Fui vencido. Ele afirmou “que as emendas parlamentares são hoje o vetor maior de corrupção”, em uma videoconferência para a Faculdade de Direito do Largo de São Francisco, em São Paulo.
Ele está surfando nesta onda na mídia. É assunto do momento. Concordo com o ministro Flávio Dino.
Divirjo, em parte, quando diz ser de hoje esta prática. Ela já enxovalhou o meio político do país desde os “anões do orçamento”.
O STF e TSE convivem com esta distorção constitucional há muito tempo e não tiveram a coragem de julgar a inconstitucionalidade desta excrecência.
A ministra Rosa Weber rompeu este silêncio em plenário da Corte.
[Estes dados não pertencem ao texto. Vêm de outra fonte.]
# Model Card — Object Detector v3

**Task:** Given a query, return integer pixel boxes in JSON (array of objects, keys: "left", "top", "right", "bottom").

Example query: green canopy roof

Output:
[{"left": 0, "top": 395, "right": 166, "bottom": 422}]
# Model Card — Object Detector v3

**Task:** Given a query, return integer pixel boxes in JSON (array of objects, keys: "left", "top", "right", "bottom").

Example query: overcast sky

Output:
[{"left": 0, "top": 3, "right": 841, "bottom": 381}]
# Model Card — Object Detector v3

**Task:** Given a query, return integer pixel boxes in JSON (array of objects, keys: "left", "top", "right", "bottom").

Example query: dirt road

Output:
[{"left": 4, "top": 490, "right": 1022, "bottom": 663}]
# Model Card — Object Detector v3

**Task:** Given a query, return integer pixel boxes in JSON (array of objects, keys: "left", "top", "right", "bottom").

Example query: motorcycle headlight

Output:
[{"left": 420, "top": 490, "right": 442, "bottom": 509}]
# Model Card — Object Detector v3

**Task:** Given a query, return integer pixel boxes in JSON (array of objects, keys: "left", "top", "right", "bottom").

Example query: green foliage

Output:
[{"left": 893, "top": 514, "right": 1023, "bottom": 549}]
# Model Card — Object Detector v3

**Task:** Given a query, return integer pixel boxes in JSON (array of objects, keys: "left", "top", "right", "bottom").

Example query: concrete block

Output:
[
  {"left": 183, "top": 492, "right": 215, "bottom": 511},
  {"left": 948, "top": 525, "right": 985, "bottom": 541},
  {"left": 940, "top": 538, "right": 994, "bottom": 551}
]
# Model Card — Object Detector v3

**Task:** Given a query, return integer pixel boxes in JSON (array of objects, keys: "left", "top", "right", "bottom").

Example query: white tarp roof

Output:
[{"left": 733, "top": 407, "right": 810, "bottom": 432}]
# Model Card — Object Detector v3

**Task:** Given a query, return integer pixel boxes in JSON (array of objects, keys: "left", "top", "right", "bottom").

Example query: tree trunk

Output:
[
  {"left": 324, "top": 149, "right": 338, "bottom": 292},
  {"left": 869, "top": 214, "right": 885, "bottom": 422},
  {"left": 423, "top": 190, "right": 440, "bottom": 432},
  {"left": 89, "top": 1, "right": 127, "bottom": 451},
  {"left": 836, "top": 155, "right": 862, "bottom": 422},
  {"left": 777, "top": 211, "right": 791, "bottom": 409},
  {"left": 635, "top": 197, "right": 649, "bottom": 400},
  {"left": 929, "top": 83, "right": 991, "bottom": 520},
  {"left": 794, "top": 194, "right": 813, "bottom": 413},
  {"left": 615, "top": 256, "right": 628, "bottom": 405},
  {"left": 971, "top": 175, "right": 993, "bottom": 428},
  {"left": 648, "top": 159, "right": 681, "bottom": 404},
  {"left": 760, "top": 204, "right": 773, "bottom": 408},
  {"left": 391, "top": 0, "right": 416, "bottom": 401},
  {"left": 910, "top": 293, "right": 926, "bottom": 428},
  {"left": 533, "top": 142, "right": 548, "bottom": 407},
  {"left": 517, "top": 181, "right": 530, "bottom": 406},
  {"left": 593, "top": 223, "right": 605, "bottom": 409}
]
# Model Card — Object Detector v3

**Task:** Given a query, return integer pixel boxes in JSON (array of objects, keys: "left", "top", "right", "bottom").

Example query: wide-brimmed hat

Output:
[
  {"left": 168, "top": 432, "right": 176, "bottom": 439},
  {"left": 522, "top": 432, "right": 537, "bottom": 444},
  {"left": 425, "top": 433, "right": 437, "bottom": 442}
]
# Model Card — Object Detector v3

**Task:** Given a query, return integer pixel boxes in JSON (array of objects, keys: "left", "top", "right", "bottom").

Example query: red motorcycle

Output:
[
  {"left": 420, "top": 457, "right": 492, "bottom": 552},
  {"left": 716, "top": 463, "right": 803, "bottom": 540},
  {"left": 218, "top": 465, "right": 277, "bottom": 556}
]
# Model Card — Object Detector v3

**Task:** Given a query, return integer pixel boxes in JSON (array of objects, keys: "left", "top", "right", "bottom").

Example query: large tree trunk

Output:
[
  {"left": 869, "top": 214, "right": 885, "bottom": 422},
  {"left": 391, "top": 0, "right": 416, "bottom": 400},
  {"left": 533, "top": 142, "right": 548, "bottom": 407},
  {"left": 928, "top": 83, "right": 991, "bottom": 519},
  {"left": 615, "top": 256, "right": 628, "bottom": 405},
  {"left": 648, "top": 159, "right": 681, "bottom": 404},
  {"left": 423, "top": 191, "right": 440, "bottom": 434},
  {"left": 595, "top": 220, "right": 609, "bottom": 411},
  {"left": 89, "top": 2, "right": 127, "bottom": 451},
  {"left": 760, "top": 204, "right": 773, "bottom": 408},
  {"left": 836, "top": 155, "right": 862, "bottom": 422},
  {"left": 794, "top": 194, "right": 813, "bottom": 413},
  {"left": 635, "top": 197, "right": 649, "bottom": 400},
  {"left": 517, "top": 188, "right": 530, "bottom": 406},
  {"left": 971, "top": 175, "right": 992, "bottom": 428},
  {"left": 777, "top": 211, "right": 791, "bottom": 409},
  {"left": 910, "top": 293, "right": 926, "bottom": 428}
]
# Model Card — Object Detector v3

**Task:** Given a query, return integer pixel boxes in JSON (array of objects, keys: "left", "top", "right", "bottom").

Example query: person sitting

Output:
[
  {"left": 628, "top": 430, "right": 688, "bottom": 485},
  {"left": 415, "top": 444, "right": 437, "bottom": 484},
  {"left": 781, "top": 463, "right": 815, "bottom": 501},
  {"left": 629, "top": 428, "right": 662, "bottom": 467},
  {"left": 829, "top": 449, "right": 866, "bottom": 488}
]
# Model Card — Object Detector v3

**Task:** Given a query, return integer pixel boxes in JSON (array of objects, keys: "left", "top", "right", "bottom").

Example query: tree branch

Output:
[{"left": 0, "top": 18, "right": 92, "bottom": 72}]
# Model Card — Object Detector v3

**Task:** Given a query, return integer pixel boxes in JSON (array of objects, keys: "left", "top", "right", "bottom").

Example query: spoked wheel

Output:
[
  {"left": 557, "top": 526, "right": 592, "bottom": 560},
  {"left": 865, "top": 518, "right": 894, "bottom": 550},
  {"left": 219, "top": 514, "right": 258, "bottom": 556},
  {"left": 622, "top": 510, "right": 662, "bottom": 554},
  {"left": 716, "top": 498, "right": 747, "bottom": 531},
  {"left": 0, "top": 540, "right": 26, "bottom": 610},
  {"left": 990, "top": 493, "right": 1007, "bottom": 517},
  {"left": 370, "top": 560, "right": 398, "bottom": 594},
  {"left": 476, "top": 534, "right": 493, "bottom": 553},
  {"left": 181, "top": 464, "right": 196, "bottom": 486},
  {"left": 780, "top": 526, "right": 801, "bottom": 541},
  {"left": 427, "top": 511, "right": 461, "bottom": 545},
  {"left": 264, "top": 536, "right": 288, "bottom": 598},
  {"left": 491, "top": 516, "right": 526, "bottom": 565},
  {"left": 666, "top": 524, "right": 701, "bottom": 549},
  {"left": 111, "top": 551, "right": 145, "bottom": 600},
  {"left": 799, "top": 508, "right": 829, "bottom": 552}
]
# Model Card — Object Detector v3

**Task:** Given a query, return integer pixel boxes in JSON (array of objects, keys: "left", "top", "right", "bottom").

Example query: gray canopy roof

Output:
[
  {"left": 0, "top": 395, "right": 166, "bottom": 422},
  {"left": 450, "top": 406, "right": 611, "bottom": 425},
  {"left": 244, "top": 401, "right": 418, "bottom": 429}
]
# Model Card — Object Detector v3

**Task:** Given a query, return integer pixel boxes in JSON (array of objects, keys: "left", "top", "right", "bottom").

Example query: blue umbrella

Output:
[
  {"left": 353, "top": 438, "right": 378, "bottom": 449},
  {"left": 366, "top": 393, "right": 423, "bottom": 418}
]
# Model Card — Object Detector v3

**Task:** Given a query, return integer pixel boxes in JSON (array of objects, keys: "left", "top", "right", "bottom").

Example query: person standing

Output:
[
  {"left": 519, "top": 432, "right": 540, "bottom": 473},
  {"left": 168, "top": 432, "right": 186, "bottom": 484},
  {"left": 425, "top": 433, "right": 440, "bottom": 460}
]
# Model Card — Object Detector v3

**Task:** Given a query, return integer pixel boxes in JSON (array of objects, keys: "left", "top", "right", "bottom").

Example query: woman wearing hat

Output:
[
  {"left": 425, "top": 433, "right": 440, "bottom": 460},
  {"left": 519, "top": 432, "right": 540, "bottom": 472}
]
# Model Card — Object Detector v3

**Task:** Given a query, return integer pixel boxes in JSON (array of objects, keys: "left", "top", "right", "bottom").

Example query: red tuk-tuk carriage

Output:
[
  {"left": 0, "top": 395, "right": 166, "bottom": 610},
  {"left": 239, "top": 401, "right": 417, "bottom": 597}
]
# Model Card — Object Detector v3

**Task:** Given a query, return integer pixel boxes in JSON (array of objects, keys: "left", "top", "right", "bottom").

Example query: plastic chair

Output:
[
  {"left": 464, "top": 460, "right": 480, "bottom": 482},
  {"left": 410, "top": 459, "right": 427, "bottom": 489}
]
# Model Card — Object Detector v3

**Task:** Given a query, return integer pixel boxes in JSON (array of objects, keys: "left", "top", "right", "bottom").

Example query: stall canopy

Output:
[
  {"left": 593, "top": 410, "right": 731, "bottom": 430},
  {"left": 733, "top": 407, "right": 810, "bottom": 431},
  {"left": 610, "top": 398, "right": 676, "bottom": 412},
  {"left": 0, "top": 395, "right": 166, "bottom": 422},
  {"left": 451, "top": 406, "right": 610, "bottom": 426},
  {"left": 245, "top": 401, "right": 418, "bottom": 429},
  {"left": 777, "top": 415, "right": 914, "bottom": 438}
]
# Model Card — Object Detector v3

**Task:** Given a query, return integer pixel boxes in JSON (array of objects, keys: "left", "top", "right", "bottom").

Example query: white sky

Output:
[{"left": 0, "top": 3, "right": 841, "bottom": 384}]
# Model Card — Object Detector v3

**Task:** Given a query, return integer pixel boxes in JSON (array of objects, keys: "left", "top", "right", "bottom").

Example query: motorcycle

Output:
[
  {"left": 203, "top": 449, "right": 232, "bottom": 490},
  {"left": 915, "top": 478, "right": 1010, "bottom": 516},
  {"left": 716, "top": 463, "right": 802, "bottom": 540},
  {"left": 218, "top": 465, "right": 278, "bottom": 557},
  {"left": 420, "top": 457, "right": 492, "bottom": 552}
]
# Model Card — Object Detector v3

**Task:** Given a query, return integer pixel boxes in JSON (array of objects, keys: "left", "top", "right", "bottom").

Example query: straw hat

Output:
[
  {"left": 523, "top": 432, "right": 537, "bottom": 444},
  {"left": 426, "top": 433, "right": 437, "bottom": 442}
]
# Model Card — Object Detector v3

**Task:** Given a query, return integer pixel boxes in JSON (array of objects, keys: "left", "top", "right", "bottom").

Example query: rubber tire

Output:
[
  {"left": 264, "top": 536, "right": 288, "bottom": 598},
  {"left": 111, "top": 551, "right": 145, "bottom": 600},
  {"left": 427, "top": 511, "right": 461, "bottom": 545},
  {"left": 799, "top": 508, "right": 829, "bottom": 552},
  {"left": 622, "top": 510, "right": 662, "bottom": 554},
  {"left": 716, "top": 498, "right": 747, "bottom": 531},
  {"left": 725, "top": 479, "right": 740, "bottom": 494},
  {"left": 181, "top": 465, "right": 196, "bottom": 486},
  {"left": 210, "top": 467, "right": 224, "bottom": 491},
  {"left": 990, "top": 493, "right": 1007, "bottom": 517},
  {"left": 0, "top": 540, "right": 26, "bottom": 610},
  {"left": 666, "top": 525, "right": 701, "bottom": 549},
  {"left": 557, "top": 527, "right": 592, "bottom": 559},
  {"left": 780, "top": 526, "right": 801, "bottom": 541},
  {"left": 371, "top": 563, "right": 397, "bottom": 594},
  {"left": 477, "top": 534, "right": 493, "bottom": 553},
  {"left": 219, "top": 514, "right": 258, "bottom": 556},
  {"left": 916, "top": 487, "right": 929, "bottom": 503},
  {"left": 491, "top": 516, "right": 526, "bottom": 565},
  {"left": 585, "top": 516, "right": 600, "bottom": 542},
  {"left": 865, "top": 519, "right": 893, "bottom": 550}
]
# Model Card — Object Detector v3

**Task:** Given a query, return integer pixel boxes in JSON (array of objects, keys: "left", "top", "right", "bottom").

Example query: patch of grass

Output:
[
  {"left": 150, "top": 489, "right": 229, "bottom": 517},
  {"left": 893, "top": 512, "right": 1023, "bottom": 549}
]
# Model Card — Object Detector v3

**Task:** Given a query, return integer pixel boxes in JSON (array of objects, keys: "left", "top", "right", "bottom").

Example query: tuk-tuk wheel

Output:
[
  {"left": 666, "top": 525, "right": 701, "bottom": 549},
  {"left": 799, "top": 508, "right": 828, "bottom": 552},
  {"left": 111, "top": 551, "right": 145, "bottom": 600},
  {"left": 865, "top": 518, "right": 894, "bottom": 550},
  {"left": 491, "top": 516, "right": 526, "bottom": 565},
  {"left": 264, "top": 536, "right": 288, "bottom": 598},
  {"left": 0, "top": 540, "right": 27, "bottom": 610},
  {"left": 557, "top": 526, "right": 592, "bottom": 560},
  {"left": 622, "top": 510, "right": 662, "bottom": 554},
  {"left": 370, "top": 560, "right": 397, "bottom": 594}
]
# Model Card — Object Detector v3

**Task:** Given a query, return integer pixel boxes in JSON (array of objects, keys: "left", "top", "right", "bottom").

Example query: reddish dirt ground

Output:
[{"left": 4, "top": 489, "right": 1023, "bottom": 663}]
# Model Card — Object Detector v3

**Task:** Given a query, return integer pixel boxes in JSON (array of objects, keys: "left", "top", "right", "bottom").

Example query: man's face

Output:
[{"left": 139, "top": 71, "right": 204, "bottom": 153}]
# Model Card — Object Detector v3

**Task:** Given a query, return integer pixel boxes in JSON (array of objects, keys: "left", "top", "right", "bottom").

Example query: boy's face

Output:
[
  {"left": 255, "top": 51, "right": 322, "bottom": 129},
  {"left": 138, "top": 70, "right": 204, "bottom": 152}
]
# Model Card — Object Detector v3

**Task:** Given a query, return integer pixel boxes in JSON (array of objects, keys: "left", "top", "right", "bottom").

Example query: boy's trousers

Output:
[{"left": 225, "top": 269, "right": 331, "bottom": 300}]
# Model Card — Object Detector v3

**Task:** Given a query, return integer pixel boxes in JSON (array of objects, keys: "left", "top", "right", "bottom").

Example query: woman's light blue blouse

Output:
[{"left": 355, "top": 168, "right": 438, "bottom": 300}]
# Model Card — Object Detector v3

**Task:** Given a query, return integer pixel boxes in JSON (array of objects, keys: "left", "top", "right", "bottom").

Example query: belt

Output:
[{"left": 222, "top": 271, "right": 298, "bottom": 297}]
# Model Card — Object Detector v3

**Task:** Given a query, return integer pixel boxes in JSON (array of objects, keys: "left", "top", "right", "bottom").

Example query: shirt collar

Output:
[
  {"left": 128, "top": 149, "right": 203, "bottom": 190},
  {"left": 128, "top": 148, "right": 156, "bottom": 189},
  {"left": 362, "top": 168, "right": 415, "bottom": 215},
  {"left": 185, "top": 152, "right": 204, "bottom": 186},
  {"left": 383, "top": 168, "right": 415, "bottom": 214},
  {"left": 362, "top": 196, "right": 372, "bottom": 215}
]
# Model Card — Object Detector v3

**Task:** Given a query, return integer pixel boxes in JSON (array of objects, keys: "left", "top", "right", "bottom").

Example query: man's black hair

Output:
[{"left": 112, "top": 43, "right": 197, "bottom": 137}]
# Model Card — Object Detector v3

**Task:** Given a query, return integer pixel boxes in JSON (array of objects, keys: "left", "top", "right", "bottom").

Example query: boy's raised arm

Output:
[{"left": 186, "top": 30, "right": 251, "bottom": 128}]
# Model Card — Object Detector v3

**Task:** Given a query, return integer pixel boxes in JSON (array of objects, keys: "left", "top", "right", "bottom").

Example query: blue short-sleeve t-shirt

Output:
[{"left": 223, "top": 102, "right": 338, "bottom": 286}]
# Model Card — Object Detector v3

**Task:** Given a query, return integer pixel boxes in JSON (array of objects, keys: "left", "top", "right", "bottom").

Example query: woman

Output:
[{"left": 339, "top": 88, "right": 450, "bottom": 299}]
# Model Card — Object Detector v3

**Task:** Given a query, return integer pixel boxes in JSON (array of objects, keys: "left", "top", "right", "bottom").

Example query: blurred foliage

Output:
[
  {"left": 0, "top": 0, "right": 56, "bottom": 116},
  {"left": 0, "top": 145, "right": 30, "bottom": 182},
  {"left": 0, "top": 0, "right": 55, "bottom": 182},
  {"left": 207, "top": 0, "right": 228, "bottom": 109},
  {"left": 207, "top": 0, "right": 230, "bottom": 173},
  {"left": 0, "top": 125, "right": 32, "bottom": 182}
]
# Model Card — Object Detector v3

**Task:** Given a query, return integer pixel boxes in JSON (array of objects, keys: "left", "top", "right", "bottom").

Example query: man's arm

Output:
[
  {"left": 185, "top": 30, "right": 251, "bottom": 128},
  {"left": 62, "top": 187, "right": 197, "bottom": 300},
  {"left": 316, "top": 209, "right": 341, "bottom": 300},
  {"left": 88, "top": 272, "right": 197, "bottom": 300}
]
Disse que as emendas: “ferem o Princípio de Igualdade porque privilegia certos congressistas em detrimento de outros, põe em risco o sistema democrático”.
Nada surpreendente, sabendo-se que elas foram introduzidas na reforma constitucional pelo Congresso Nacional, ao legislar em causa própria com reservas de bilhões para a distribuição de verba púbica em seus redutos eleitorais. Isto é, compra de votos.
As emendas individuais, as coletivas e as de bancada, também incidem na transgressão ao Princípio de Igualdade assegurado a todos os candidatos às eleições ao Senado e a Câmara dos Deputados.
A aparição do ministro com saneador da pátria, no caso das emendas, se mostra seletiva e pífia.
Senhor Ministro a sua notoriedade pública será maior do que a do seu colega ministro Relator do Inquérito do Fim do Mundo, se levar para o Plenário do STF para julgamento o exame da constitucionalidade das emendas parlamentares. Ouça os seus colegas.
A solução está na extinção de todas as emendas que ferem o Princípio de Igualdade.
O título desta matéria vem de uma constatação de ações de alguns ministros do STF. Deputados e Senadores, beneficiados por emendas, promoveram dezenas de pedidos de impeachment contra ministros do STF.
Daí o que passamos a assistir são as suas múltiplas decisões monocráticas carregadas de “vendetta” nos moldes da Sicilia, Itália. O caso mais recente, vem do Maranhão com um jornalista com a intenção de por medo em toda a categoria, quando falar dos ministros.
Acrescente-se a isto a demora em liberar a Lei da Dosimetria, (Lei n. 15.402 de 8.05.2026) é outra demonstração de Vendetta.